Much speculation has centered around Janet Yellen as successor to Bernanke. This might be the case, she is a skilled political player and is talking up the idea that the Fed should be printing up new money for a very long time. This is certainly music to the ears of banksters such as Jamie Dimon and Lloyd Blankfein, so she has a very good shot.
But she can only play the cards she has been dealt and there is another potential candidate that she will be hard pressed to out play. That's Stanley Fischer. Fischer has announced that he will step down as head of the Bank of Israel in June. Pundits are falling all over themselves with praise for Fischer's leadership (read: money printing) while at the BOI.
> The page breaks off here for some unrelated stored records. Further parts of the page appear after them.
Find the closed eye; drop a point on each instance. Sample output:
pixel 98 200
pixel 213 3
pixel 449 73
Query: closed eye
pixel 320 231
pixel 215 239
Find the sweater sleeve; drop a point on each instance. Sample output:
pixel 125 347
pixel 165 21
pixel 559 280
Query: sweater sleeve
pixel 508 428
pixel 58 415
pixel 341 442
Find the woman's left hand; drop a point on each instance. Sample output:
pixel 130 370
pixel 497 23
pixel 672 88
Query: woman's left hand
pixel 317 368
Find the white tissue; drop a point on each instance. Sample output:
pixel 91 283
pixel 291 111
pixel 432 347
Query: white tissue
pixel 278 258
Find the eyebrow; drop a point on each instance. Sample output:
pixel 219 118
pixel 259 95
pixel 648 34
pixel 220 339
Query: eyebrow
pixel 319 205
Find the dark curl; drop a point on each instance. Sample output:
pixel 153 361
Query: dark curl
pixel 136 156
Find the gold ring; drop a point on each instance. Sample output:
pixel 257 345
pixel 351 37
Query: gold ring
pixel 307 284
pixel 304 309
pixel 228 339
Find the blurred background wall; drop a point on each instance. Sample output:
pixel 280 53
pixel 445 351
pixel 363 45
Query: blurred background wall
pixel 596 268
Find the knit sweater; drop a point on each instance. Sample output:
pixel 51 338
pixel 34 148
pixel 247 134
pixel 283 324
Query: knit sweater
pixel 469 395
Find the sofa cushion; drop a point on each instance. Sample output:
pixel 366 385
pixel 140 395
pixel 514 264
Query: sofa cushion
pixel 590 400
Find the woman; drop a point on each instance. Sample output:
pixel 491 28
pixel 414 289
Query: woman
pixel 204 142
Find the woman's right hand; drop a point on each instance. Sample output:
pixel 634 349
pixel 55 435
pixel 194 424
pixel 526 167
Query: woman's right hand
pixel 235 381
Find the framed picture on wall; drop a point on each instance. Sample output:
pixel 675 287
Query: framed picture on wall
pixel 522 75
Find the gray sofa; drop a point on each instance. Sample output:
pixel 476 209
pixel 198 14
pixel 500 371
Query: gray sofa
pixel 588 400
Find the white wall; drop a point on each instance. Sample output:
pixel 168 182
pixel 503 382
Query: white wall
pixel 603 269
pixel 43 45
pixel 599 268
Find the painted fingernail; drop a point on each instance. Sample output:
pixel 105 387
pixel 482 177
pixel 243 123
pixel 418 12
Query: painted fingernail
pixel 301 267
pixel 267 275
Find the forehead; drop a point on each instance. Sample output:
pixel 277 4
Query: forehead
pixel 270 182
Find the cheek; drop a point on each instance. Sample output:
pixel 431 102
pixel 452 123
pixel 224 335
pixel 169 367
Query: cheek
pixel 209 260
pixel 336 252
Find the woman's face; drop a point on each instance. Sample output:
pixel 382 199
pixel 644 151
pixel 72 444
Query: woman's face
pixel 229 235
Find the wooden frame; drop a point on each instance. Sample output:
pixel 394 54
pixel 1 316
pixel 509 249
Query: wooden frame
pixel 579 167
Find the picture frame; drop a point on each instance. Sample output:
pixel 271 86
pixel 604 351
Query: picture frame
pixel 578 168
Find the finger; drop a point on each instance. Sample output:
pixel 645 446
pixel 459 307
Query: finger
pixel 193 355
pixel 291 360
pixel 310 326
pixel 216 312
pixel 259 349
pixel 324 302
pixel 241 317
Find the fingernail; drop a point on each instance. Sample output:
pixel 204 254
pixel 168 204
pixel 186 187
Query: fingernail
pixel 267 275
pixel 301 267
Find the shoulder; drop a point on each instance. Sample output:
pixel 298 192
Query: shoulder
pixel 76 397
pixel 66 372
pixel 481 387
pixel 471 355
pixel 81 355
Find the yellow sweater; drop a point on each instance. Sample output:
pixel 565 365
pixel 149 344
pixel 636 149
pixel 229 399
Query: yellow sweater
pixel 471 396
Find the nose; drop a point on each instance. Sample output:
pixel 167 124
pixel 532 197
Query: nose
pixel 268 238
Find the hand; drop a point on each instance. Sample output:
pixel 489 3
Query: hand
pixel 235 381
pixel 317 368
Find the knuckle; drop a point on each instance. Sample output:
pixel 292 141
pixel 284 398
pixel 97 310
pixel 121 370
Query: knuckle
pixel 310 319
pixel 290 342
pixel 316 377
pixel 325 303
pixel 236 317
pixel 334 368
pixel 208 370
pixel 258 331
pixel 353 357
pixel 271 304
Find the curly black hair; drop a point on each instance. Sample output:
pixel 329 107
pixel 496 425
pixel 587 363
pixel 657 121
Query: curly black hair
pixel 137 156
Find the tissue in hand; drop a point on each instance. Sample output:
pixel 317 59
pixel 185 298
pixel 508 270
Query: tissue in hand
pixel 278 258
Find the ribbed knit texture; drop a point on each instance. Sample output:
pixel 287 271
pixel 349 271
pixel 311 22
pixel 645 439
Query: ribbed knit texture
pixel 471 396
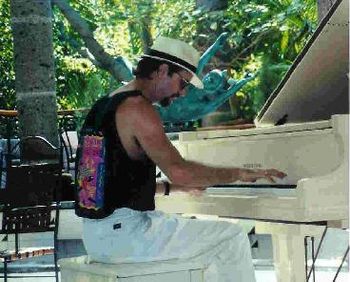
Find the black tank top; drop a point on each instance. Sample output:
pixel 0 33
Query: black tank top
pixel 130 183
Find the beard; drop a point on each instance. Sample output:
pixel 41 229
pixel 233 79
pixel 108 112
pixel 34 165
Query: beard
pixel 165 102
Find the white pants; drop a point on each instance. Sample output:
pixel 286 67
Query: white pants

David Warsh, who you can count on to always spout the mainstream line, writes:
His eight years on the job there [at the BOI] have been an unparalleled success[...] Having steered Israel’s economy with barely a scrape through the worst crisis since the Great Depression[...]
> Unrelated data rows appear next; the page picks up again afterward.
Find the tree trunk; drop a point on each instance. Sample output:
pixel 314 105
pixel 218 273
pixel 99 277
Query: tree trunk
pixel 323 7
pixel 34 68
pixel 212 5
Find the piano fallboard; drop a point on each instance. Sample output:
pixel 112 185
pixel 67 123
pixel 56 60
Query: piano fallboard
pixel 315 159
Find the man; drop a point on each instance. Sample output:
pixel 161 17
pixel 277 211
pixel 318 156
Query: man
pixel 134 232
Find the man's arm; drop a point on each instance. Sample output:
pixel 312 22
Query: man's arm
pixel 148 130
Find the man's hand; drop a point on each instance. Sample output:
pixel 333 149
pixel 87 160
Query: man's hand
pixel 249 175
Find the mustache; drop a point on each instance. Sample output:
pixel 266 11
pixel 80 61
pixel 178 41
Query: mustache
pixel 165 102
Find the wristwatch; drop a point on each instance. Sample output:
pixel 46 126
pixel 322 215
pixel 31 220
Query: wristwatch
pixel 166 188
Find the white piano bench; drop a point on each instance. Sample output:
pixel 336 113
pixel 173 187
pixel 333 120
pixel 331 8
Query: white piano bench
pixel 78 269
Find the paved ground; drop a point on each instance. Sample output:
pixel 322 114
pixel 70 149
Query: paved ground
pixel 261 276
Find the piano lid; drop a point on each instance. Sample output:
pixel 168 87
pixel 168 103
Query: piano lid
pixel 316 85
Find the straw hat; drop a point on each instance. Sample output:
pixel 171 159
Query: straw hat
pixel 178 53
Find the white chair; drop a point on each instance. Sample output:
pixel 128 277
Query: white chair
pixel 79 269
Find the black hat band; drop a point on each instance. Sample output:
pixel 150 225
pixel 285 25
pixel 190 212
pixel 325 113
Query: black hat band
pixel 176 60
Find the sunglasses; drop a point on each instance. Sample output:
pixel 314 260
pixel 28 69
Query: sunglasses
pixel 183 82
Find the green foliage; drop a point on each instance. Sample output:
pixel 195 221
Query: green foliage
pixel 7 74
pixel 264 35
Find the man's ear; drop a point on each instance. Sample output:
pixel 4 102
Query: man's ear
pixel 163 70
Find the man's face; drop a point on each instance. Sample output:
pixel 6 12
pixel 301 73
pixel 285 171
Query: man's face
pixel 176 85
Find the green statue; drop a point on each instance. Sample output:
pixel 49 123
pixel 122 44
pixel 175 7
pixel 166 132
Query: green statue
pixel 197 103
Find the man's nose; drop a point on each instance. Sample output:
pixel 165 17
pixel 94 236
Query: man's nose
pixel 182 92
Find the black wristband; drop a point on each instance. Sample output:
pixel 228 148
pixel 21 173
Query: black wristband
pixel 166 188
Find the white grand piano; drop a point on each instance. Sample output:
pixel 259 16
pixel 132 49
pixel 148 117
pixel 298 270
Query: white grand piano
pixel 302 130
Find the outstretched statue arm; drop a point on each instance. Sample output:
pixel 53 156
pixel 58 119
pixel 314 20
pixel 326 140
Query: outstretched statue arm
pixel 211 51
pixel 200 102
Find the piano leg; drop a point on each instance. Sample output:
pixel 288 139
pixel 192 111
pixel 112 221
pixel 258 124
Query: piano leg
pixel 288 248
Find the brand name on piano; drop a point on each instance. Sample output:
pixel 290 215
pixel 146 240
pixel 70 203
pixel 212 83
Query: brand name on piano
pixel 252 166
Fischer was appointed Governor of the Bank of Israel in 2005. He arrived at a time when the Israeli economy was recovering from a recession brought on by the second Intifada; the unemployment rate was 11 percent. He chose to live in Tel Aviv instead of Jerusalem, learned to speak Hebrew fluently on his long daily commutes, raised interest rate targets slightly to lean against the boom, and quietly combined the bank’s foreign exchange operations and domestic monetary department into a single markets group.As the international situation deteriorated after August 2007, large sums of money began flowing into Israel, seeking safe haven. The shekel appreciated 20 percent against the dollar and recession loomed – exports account for more than 40 percent of GDP. But when Fischer began buying $100 million a day of foreign currency in the summer of 2008, the shekel fell against the dollar and Israel escaped the global recession with only a momentary pause.When strong growth resumed, Fischer again raised rates slightly and reined in on house price speculation by mandating lower loan-to-value ratios for mortgages. The economy has grown 15 percent over the past three years. The performance made him a folk hero in the fractious nation and earned him the sobriquet “The Responsible Adult” – a superhero, the newspaper Haaretz wrote last week, “with the power of trustworthiness.”
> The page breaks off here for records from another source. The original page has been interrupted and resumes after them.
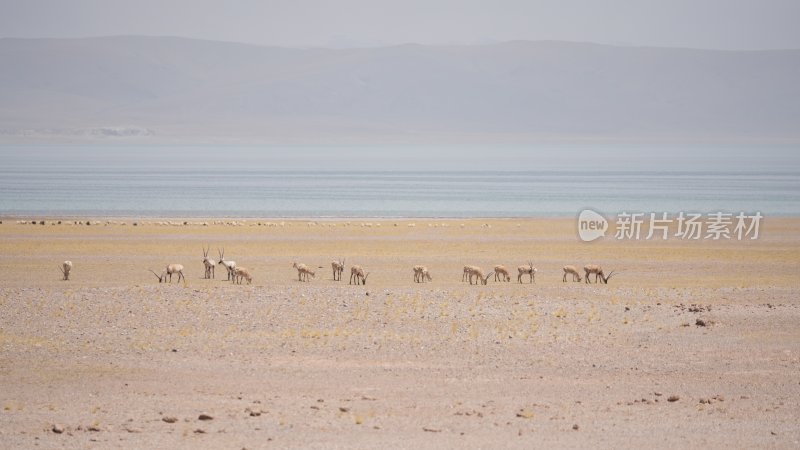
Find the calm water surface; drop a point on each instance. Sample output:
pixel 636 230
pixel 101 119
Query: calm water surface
pixel 395 181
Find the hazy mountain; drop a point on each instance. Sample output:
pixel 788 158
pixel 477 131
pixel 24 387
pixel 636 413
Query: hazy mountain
pixel 194 89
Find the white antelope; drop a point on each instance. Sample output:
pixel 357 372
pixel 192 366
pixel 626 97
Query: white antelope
pixel 571 270
pixel 421 274
pixel 65 268
pixel 598 273
pixel 338 268
pixel 229 265
pixel 501 273
pixel 171 269
pixel 209 264
pixel 467 271
pixel 303 272
pixel 526 270
pixel 478 272
pixel 240 273
pixel 357 274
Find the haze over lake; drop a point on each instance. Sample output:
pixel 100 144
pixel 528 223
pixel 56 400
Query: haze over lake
pixel 395 181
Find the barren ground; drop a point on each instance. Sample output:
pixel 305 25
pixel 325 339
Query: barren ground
pixel 111 353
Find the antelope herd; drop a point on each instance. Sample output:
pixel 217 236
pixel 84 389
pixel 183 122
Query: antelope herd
pixel 358 275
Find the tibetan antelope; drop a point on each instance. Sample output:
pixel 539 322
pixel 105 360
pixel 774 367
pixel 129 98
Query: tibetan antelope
pixel 65 268
pixel 478 273
pixel 209 264
pixel 598 273
pixel 421 273
pixel 240 273
pixel 501 273
pixel 357 274
pixel 303 272
pixel 467 271
pixel 229 265
pixel 571 270
pixel 171 269
pixel 338 268
pixel 526 270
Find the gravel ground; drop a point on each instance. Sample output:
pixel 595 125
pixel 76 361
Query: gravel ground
pixel 692 346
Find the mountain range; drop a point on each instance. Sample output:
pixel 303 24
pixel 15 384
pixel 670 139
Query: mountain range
pixel 164 88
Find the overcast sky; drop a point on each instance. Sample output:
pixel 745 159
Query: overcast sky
pixel 717 24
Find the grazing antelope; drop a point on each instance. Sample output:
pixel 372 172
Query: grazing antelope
pixel 421 273
pixel 501 273
pixel 598 272
pixel 357 274
pixel 467 271
pixel 209 263
pixel 571 270
pixel 229 265
pixel 338 268
pixel 478 272
pixel 475 271
pixel 303 272
pixel 240 273
pixel 526 270
pixel 171 269
pixel 65 268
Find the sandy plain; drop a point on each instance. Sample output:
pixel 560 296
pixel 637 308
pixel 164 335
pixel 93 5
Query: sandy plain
pixel 111 356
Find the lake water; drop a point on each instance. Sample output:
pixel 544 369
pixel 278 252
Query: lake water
pixel 395 181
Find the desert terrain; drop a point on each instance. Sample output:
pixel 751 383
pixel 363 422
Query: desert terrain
pixel 691 345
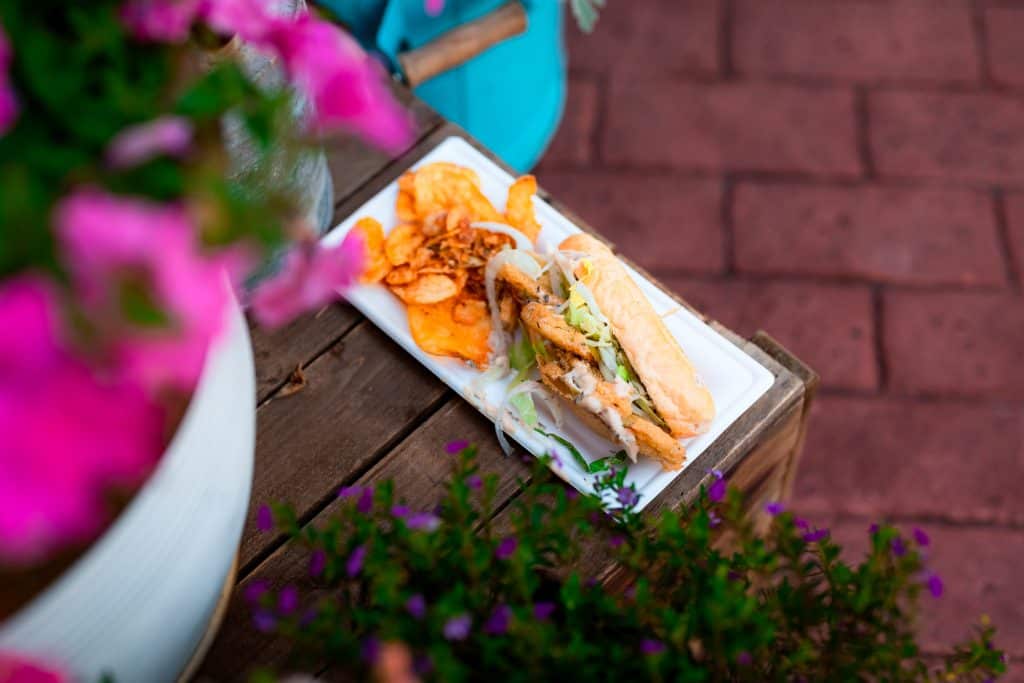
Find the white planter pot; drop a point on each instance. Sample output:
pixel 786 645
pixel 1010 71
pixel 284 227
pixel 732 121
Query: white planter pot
pixel 138 601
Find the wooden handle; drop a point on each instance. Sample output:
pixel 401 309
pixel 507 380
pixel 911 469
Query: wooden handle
pixel 463 43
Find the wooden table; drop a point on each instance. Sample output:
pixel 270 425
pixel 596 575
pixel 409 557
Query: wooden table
pixel 370 412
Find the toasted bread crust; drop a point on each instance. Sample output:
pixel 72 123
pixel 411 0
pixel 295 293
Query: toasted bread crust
pixel 677 392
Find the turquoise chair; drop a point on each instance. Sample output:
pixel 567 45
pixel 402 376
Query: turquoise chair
pixel 510 96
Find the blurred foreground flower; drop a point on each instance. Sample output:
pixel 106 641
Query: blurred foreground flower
pixel 59 457
pixel 8 103
pixel 137 268
pixel 309 278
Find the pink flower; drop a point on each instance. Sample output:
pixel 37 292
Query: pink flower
pixel 70 436
pixel 17 669
pixel 169 135
pixel 163 20
pixel 113 243
pixel 8 103
pixel 310 278
pixel 345 86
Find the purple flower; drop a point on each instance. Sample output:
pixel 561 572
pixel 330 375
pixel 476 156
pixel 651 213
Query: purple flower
pixel 354 564
pixel 650 646
pixel 317 560
pixel 628 497
pixel 456 446
pixel 816 535
pixel 264 621
pixel 423 521
pixel 498 624
pixel 717 489
pixel 543 610
pixel 288 600
pixel 255 590
pixel 371 649
pixel 506 548
pixel 457 628
pixel 366 503
pixel 169 135
pixel 349 492
pixel 417 606
pixel 264 518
Bottom line: He was a typical money manipulator for a second rate currency. Here's what happened to the money supply (M2) under his watch. It increased by 23%. :
His timing was good in taking the job in 2005, with the economy just coming out of a recession. It enabled him a lot of leeway to launch a major new shekel printing spree in 2007, which he did.
But, the key thing to keep in mind about Fischer is that he taught at MIT and the Fed is currently loaded with MIT graduates, including Bernanke. (Fischer was Bernanke's PhD thesis adviser). The entire recent crazed Fed money printing, in other words, can be laid at the feet of Fischer and all those MIT graduates that he influenced. I don't see anyway the Fed gets out of its current mess with its dignity intact. The Fed either continues printing and price inflation picks up, or they stop and the markets crash again.
The timing on when things will get bad is always difficult to pin down exactly. It may start in the second half of this year, which means it could start under the stewardship of Bernanke and that's why I'd love to see Fischer take his place at the Fed. Then the entire mess, that is sure coming, can be blamed properly on the MIT economists and their Keynesian econometric equations.